Wie stark helfen Terminerinnerungen?

Erhebungen aus dem Gesundheits-, Beauty- und Dienstleistungsbereich zeigen übereinstimmend, dass Erinnerungen Terminausfälle um 29 bis 39 Prozent senken. Das ist die wirksamste Einzelmaßnahme und zugleich die günstigste.

Wann soll die Erinnerung kommen?

24 Stunden vorher, damit noch abgesagt und der Platz vergeben werden kann. Eine zweite Erinnerung zwei Stunden vorher hilft bei Terminen am Rand des Tages. Früher als 48 Stunden vorher ist wirkungslos, weil sie vergessen wird.

Wie formuliere ich eine Ausfallregel?

Frist, Folge und Ausnahme in drei Sätzen, schriftlich vor der ersten Einheit. Verbreitet sind 24 Stunden Frist, volle Verrechnung bei kurzfristiger Absage und eine benannte Ausnahme für Krankheit oder Notfälle. Entscheidend ist, dass die Regel vorher steht, nicht beim ersten Ausfall entsteht.
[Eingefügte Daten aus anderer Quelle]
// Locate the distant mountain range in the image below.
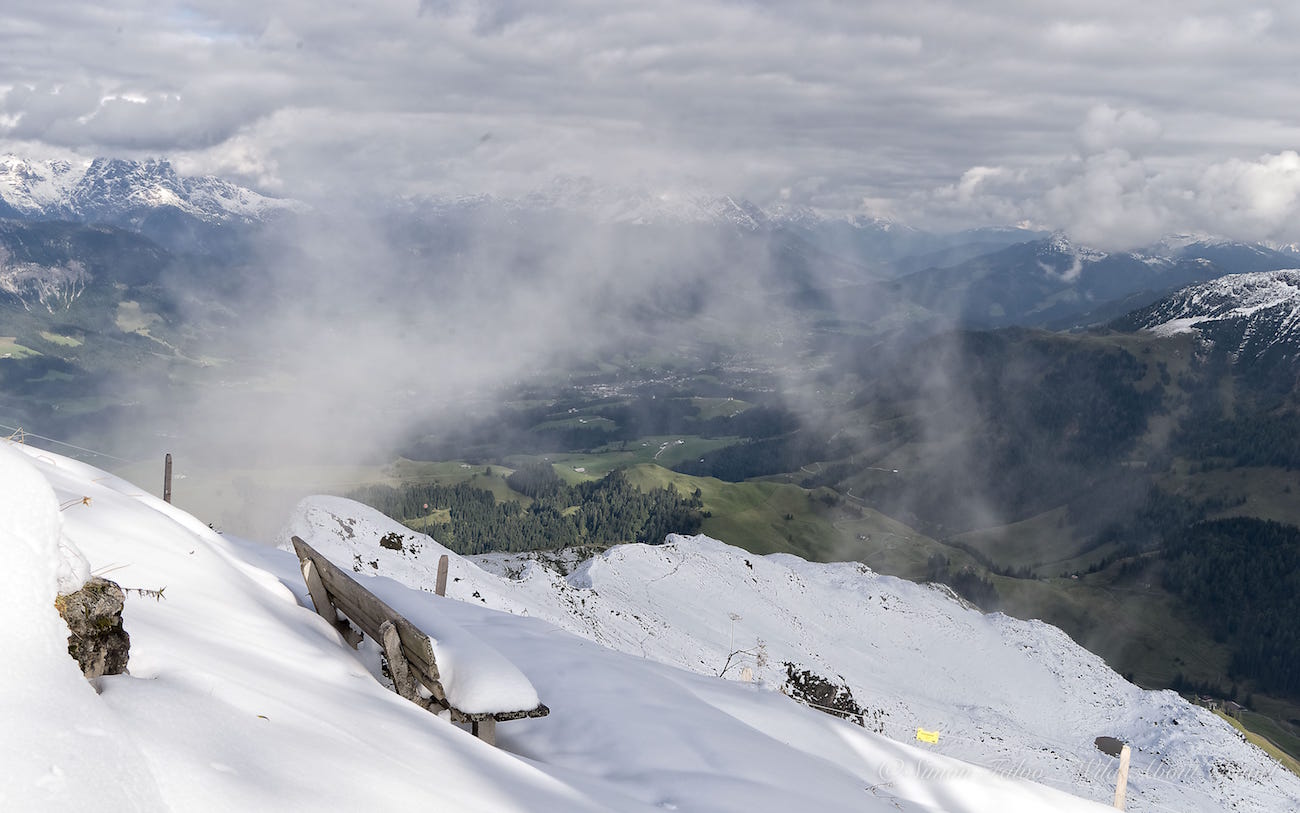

Soll ich einen kurzfristig abgesagten Termin verrechnen?

Wenn es vereinbart ist, ja. Die Stunde ist verloren und nicht mehr verkäuflich. Wer die Regel hat, sie aber nie anwendet, hat keine Regel — dann wird die Frist zur Empfehlung und die Ausfälle nehmen zu.

Was steckt hinter häufigen Absagen eines Klienten?

Meist kein Terminproblem, sondern nachlassende Bindung. Häufigere Verschiebungen gehören zu den Signalen, die einer Kündigung vier bis sechs Wochen vorausgehen. Dann hilft keine Ausfallregel, sondern ein Gespräch.